Su sangre tan roja como sus uñas, y los labios entreabiertos como sorprendidos por otra broma pesada.

La broma pesada que Ava veía era a Antoine frente a ella, adorando cada pequeña partícula de su cuerpo.

Cada partícula que ella misma no era capaz  de adorarse. Pero no, no era cierto.
¿Un sueño, quizá? Una breve ilusión indicando la locura de aquellos jovenes años que eran arrastrados por el amor.

Sus ojeras demostraban las luchas que había tenido con su mente anhelando ese preciso momento.
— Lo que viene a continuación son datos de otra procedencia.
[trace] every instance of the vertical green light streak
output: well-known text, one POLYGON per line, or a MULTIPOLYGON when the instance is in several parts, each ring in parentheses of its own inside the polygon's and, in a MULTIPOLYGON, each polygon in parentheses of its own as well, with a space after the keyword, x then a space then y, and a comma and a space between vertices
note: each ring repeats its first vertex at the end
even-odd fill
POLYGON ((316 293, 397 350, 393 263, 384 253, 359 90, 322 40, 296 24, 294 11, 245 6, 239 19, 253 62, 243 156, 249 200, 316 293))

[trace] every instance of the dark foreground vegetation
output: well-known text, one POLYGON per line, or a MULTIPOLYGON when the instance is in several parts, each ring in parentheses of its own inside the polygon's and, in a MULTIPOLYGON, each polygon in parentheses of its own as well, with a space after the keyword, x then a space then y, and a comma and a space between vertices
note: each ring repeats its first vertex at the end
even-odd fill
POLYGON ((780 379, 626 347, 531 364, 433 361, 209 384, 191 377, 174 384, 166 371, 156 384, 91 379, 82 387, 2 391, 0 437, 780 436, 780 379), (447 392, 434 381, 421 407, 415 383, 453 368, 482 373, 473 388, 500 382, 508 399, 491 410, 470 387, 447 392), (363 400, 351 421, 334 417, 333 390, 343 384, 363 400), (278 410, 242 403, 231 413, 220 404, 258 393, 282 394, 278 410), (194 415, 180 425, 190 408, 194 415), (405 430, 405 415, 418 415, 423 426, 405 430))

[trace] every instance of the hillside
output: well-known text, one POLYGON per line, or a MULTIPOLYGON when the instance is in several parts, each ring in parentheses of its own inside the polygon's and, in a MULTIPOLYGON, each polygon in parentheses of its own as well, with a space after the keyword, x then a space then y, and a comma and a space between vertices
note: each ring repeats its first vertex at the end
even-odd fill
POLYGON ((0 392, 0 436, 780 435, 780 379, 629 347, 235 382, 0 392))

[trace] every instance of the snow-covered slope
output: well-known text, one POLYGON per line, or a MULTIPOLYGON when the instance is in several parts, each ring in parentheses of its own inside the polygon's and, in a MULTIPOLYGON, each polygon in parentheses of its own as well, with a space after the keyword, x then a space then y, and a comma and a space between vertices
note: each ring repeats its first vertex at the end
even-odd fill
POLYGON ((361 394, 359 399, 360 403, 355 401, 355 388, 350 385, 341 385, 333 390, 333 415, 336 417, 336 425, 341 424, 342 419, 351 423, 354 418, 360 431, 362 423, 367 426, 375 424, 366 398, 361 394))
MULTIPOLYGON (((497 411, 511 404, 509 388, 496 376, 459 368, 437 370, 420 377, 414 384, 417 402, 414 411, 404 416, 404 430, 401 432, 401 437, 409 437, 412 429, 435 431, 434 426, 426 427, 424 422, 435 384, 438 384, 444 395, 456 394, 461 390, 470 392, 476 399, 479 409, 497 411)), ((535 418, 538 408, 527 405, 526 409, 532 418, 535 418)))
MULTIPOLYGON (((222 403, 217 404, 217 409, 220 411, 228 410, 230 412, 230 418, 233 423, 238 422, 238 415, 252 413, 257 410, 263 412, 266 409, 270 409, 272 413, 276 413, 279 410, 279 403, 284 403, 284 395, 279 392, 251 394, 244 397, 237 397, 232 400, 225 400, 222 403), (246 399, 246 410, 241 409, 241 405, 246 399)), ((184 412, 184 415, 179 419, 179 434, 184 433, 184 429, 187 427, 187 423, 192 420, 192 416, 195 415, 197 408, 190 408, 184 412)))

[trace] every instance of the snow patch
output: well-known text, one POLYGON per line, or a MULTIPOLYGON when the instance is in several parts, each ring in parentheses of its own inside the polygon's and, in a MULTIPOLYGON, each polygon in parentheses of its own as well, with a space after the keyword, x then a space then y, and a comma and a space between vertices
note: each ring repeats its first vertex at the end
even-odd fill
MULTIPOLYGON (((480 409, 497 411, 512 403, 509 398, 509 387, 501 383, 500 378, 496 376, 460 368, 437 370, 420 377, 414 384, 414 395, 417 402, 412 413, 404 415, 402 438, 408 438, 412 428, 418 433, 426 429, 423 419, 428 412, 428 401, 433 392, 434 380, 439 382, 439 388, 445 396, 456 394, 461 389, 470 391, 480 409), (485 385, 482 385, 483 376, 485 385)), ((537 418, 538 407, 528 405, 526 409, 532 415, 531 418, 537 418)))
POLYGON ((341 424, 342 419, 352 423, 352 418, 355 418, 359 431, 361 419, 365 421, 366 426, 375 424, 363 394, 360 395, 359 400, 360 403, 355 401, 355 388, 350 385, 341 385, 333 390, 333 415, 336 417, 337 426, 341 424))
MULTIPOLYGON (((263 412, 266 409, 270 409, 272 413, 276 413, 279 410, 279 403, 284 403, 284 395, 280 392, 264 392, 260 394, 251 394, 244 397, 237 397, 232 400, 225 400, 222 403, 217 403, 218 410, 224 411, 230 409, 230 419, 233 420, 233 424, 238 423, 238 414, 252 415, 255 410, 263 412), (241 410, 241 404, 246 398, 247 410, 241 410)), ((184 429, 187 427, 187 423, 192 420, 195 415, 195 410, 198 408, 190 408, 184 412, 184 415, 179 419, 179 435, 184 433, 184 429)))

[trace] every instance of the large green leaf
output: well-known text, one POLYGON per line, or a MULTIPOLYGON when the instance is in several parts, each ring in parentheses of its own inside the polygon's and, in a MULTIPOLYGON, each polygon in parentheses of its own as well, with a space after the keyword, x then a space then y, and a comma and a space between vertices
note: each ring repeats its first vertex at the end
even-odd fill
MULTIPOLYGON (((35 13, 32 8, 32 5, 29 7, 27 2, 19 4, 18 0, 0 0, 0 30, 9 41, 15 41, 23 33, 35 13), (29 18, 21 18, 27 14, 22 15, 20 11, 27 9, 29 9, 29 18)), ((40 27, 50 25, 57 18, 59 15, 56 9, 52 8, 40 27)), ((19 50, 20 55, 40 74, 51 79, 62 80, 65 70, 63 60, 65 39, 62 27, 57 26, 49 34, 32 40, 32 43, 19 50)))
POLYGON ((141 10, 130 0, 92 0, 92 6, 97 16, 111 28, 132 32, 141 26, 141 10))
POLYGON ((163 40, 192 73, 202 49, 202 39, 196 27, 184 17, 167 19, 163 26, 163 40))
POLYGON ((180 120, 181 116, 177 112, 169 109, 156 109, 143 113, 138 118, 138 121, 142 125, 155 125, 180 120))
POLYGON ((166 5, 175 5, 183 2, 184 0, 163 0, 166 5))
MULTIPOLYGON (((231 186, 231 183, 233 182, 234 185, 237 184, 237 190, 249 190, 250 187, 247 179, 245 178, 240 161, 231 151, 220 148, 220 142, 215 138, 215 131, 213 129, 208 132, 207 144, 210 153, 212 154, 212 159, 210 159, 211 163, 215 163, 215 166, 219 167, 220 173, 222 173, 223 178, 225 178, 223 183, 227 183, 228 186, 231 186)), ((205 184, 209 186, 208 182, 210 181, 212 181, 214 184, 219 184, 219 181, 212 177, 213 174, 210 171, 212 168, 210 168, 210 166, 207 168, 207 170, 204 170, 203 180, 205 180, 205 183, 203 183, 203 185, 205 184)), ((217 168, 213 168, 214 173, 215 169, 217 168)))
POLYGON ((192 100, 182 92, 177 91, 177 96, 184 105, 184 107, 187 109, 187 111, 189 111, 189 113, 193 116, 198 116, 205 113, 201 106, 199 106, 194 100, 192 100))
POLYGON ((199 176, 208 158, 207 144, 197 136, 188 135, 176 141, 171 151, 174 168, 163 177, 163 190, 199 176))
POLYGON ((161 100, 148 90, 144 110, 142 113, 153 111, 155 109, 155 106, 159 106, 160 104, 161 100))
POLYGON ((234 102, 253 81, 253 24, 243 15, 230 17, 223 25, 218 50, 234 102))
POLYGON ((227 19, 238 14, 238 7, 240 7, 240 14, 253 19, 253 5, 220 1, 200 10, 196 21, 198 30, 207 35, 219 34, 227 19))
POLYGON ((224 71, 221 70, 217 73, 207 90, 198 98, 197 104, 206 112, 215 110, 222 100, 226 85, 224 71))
Lucía más anciana.
Más adulta.

Con las manos temblando junto al corazón, Ava había presentido, desde la llamada resonando en su teléfono rosa, que su siguiente acción sería llorar.
Y sí que había acertado.
Sí que había acertado.

Al ver a su amante tan descuidado, tan real, tan vivo, emitió un suspiro que terminó siendo sollozo desesperado.
Pero... ¿él sentía la opresión que sentía su Suzanne?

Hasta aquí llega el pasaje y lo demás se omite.